Usually consists of integers to present classes. E.g. value 1 = urban areas, 2 = forest, etc.
Continuous Raster (non-discrete) are grid cells with gradually changing data.
E.g. elevation, temperature, aerial photograph, etc.
A continuous raster surface can be derived from a fixed registration point.
-- Digital elevation models use sea level as a registration point.
-- Cell values for aspect map2 have fixed directions such as north, east, south, or west.
2 GISGeography. (2022, November 9). What is an Aspect Map? https://gisgeography.com/aspect-map/
Continuous data is poorly stored and displayed as vectors. To display continuous data as a vector would require substantial generalisation. Although topology is useful for vector data, it is often processing intensive.
Generally, quantitative analysis is intuitive with discrete or continuous raster. However, it can be potentially huge at the cost of processing speed and data storage.
Whether a customer churns, (y = 1) or not churns (y = 0) after signed up a mobile service contract.
- probability (p) depends on x.
- x is the explanatory variable (either categorical (discrete) or quantitative), such as :
- account age
- current billing amount
- average days delinquent
3. LOGISTIC REGRESSION MODELS
Logistic regression model can be used as :
explanatory model
predictive model
The logistic model (or logit model)3 is a statistical model that models the probability of an event taking place by having the log-odds for the event be a linear combination of one or more independent variables.
3 Wikipedia. (n.d.). Logistic regression. https://en.wikipedia.org/wiki/Logistic_regression
In regression analysis, logistic regression (or logit regression) estimates the parameters of a logistic model (the coefficients in the linear combination).
Regression analysis4 is a set of statistical processes for estimating the relationships between :
4 Wikipedia. (n.a.). Regression analysis. https://en.wikipedia.org/wiki/Regression_analysis
a dependent variable (often called the ‘outcome’ or ‘response’ variable, or a ‘label’ in machine learning parlance), and
one or more independent variables (often called ‘predictors’, ‘covariates’, ‘explanatory variables’ or ‘features’)
In Binary Logistic Regression, usually consists :
A single binary dependent variable, coded by an indicator variable, where the two values are labelled “0” and “1”.
The independent variables can each be a binary variable (two classes coded by an indicator variable) or a continuous variable (any real value).
The corresponding probability of the value labelled “1” can vary between 0 and 1.
Logistic function converts log-odds to probability.
-- Logistic functions are used in logistic regression to model how the probability p of an event may be affected by one or more explanatory variables.
The unit of measurement for the log-odds scale is called a logit, from logistic unit.
3.1 Linear Regression
3.1.1 Assumptions of Linear Regression
When the value of a variable is a binary response, the linear regression assumptions are not valid based on the following :
the relationship between the independent variable and predictor variable is not linear.
the error terms are :
heteroscedastic
not normally distributed
If proceeding in light of these violations, the results would be :
the predicted probabilities can be greater than 1 or less than 0.

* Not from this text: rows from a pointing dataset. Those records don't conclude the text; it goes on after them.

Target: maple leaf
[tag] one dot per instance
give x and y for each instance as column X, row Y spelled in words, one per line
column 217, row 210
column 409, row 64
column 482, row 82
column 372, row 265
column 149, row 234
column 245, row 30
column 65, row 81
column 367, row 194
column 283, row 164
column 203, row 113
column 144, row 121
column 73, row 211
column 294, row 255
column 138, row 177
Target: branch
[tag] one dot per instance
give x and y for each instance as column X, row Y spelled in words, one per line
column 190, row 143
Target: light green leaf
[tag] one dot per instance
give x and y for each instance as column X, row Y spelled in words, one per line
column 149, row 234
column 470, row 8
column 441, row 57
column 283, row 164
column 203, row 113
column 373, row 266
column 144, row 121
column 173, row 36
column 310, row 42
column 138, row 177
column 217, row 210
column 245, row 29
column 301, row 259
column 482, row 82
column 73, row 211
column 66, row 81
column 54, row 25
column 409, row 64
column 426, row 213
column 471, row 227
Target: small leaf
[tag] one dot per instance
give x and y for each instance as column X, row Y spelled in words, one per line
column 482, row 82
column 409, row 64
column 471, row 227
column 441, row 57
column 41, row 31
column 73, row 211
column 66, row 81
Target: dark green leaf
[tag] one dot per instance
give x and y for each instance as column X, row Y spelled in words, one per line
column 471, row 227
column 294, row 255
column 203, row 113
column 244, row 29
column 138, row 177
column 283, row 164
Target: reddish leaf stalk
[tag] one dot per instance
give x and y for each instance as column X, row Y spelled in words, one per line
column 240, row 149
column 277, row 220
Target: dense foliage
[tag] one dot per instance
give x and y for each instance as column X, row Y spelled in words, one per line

the magnitude of the effects of independent variables may be greatly underestimated.
3.2 Logistic Regression
A simple linear regression modeled the mean μ of the response variable y as a linear function of the explanatory variable : 𝜇 = 𝛽0 + 𝛽1𝑥.
A logistic regression would model the mean of the response variable p in terms of an explanatory variable x.
BUT, this is not a good model when relating p and x through the equation 𝑝 = 𝛽0 + 𝛽1𝑥.
As long as 𝛽0 ≠ 0, extreme values of x will give values of 𝛽0 + 𝛽1𝑥 that is inconsistent with the fact that 0 ≤ p ≤ 1.
3.2.1 Assumptions of Logistic Regression
Logistic regression does not assume a linear relationship between the dependent and independent variables.
For binary logistic regression, the dependent variable must be a dichotomy (2 categories).
The independent variables need not be interval, normally distributed, linearly related, nor of equal variance within each group.
The categories (groups) must be mutually exclusive and exhaustive.
A case can only be in one group, and every case must be a member of one of the groups.
Unlike linear regression, larger samples are needed for logistic regression because maximum likelihood coefficients are large sample estimates.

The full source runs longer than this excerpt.